Between the Bridge and the River
- Author: Craig Ferguson
- Publisher: Chronicle Books
- Publication date: March 2006
- Pages: 352 (hard cover)
- ISBN: 0-8118-5375-6 (Hardcover) ISBN 0-8118-5819-7 (Paperback)
- OCLC: 62172728
- Dewey Decimal: 823/.92 22
- LC Class: PR6106.E764 B48 2006

= Between the Bridge and the River =

2006 novel by Craig Ferguson

Between the Bridge and the River (ISBN 0-8118-5375-6, ISBN 0-8118-5819-7) is a novel written by Craig Ferguson.

==Background==

The novel has been characterized as a satire of religion and the entertainment industry. Ferguson has hinted in various interviews that there is a fair amount of autobiography in the story.
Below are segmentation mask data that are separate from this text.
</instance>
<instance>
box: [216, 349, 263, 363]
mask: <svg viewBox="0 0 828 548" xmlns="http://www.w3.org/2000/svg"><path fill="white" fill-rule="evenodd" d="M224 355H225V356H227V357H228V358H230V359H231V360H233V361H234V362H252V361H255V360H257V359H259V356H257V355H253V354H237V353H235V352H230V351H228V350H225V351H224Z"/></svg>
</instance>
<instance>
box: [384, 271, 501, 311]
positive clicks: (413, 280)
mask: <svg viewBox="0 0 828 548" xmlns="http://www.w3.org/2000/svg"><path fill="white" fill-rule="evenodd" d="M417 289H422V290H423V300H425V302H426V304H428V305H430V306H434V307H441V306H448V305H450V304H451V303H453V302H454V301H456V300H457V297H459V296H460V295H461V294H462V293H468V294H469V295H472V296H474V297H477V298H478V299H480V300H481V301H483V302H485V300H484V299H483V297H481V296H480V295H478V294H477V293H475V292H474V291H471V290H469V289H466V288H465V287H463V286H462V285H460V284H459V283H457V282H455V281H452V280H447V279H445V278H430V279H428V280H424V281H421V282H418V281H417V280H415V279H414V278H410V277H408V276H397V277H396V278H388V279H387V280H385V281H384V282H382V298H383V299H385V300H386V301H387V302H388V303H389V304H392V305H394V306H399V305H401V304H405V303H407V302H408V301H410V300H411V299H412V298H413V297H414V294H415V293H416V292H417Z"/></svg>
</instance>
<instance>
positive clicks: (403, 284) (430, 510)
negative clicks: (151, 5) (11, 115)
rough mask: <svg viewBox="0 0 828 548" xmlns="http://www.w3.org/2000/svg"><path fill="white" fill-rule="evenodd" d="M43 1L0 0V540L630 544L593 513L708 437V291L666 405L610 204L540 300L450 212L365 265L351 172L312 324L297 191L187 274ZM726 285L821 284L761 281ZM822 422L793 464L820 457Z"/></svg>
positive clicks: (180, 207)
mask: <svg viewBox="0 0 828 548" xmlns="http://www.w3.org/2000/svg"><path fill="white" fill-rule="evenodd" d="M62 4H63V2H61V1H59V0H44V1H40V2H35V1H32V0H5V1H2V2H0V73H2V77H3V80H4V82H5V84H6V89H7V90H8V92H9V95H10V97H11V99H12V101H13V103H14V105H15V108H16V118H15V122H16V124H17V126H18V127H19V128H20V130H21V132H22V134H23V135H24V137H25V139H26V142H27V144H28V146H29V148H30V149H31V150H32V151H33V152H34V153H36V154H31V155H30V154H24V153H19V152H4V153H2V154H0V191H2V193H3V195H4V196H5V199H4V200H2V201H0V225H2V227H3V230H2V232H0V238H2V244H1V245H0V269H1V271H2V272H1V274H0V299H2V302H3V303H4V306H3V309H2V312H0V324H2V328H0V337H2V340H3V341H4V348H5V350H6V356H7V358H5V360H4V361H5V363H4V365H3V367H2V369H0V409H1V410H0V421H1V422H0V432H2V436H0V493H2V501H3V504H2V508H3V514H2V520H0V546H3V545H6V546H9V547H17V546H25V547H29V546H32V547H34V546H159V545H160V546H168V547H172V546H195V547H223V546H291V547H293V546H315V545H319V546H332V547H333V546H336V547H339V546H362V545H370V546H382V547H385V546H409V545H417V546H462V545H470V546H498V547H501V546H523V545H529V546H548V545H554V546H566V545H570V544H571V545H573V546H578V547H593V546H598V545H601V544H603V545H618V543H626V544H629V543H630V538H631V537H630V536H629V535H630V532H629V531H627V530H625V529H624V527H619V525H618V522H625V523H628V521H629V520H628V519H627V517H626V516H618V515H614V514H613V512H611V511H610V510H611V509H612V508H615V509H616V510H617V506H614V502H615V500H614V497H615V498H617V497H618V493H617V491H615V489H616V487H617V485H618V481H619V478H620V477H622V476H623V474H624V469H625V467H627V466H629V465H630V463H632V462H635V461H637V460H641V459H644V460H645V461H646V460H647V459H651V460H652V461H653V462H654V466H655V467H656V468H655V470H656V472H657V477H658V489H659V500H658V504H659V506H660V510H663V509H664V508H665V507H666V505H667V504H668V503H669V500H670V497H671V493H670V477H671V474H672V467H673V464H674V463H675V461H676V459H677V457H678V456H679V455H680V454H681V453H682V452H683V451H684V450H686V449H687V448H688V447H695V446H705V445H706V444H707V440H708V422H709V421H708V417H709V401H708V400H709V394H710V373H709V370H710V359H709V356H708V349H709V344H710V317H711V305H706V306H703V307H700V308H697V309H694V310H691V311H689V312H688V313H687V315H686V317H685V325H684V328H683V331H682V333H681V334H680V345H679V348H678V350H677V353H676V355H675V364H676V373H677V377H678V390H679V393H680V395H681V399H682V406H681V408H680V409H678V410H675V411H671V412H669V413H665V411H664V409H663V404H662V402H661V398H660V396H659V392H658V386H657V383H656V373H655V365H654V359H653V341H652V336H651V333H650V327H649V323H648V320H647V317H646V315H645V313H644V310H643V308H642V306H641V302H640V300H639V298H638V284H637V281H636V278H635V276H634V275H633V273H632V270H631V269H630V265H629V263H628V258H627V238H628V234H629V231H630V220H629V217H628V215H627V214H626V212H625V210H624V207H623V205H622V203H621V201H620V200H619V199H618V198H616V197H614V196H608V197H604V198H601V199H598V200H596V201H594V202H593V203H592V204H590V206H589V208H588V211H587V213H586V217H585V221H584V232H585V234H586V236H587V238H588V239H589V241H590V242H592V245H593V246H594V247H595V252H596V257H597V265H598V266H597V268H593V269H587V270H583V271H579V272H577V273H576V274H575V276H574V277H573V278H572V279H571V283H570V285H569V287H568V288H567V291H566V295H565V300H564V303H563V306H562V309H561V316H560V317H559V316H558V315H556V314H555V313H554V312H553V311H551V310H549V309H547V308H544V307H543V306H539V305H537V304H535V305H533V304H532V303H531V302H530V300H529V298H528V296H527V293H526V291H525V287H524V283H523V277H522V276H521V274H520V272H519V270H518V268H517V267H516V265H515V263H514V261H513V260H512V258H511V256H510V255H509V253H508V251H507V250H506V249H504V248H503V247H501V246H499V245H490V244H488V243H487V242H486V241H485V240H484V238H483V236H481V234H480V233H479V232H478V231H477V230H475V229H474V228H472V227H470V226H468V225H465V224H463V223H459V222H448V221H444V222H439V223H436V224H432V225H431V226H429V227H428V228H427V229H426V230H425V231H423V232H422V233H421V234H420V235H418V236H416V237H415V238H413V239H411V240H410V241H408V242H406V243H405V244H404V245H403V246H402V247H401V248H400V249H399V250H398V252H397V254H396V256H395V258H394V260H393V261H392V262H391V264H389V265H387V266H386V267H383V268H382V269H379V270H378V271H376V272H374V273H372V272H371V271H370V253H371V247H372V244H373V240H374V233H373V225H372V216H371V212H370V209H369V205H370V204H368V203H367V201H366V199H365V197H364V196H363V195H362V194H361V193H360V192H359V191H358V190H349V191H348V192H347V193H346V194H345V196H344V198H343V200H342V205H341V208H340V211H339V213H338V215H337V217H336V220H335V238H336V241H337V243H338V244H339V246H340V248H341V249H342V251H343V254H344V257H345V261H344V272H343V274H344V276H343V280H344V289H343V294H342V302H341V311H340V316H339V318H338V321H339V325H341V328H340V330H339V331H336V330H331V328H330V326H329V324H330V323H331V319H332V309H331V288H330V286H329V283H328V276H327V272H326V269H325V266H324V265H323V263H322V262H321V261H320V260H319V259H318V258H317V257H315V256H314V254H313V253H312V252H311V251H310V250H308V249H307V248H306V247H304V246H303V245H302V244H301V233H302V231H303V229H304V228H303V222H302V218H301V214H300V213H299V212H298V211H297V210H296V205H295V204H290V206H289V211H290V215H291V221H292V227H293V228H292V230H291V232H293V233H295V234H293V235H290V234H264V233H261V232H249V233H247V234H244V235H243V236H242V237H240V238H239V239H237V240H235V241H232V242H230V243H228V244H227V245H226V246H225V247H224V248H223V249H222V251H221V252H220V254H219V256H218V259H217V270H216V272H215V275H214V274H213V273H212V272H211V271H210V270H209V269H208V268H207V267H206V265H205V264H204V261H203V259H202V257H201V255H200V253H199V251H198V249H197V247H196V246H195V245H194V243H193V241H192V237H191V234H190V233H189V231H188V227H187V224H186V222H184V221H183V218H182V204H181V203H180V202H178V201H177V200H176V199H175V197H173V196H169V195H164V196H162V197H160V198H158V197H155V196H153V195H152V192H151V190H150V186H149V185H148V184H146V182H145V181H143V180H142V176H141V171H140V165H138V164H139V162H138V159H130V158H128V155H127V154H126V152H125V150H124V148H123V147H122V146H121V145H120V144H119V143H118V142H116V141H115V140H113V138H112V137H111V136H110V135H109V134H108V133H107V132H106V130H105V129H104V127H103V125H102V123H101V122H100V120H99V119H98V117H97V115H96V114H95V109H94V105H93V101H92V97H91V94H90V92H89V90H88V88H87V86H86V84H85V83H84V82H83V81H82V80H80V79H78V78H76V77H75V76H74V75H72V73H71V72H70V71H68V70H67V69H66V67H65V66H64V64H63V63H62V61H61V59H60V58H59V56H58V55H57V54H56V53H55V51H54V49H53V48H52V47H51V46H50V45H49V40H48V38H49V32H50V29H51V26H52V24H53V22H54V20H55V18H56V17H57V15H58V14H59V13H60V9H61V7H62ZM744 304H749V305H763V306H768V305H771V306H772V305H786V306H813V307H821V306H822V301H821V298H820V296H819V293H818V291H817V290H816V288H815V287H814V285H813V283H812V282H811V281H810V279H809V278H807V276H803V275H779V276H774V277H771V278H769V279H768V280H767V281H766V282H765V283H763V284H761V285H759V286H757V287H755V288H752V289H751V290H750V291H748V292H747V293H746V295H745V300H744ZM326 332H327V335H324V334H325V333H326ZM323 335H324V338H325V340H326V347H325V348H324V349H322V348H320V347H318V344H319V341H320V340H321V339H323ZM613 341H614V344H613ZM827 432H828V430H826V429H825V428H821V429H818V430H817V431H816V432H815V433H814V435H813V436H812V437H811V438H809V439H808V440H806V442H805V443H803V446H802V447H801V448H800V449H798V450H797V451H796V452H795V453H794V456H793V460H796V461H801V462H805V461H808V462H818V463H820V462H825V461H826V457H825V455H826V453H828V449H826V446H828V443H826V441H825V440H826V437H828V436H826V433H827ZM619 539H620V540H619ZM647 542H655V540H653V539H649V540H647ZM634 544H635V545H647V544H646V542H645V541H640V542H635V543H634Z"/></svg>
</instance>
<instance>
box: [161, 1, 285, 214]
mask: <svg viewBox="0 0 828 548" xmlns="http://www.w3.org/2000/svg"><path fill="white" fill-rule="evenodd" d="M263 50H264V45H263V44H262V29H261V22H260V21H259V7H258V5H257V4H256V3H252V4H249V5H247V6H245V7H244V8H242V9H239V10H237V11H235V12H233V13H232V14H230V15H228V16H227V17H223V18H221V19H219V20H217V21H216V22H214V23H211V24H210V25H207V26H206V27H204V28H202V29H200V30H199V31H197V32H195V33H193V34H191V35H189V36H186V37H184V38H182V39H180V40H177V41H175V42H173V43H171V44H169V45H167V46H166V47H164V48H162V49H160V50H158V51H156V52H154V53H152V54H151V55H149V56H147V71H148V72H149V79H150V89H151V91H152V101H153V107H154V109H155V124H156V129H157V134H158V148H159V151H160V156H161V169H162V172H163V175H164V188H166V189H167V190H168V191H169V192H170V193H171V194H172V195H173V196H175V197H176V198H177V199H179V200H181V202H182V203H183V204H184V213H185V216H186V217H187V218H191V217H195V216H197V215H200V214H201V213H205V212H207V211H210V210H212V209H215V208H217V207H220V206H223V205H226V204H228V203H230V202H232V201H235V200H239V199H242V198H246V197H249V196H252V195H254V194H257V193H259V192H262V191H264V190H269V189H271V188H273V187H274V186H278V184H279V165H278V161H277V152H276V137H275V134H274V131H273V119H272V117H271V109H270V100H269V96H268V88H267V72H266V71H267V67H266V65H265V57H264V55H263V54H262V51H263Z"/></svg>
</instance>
Ferguson has attributed the inspiration for the novel's title to a conversation with a Jesuit priest about whether all those who commit suicide go to hell. According to Ferguson, the priest said that while suicide was a mortal sin, if someone were to jump from a bridge and genuinely repented of their action before they hit the river they would be forgiven. Ferguson interpreted this as there always being one last chance of redemption, which is the core of the adventures in the novel.

Ferguson's great grandfather, Adam McLachlan, appears as a supporting character.

==Plot==
The novel follows two best friends from Glasgow: Fraser Darby, an alcoholic televangelist caught up in a sex scandal, and George Ingram, an attorney diagnosed with terminal cancer who contemplates suicide. In a parallel, the story also follows two half-brothers in the Southern U.S.: Leon and Saul Martini, the illegitimate children of a Las Vegas, Nevada showgirl, with the two fathers being Frank Sinatra and Peter Lawford. Eventually the lives of these four men intersect in a journey that ranges from Scotland to France, from Atlanta, Georgia to rural Florida, and from Hollywood to Belgium during World War I.

Supporting characters in the story include philosopher Socrates, poet Virgil, psychiatrist Carl Gustav Jung and actor Tony Randall.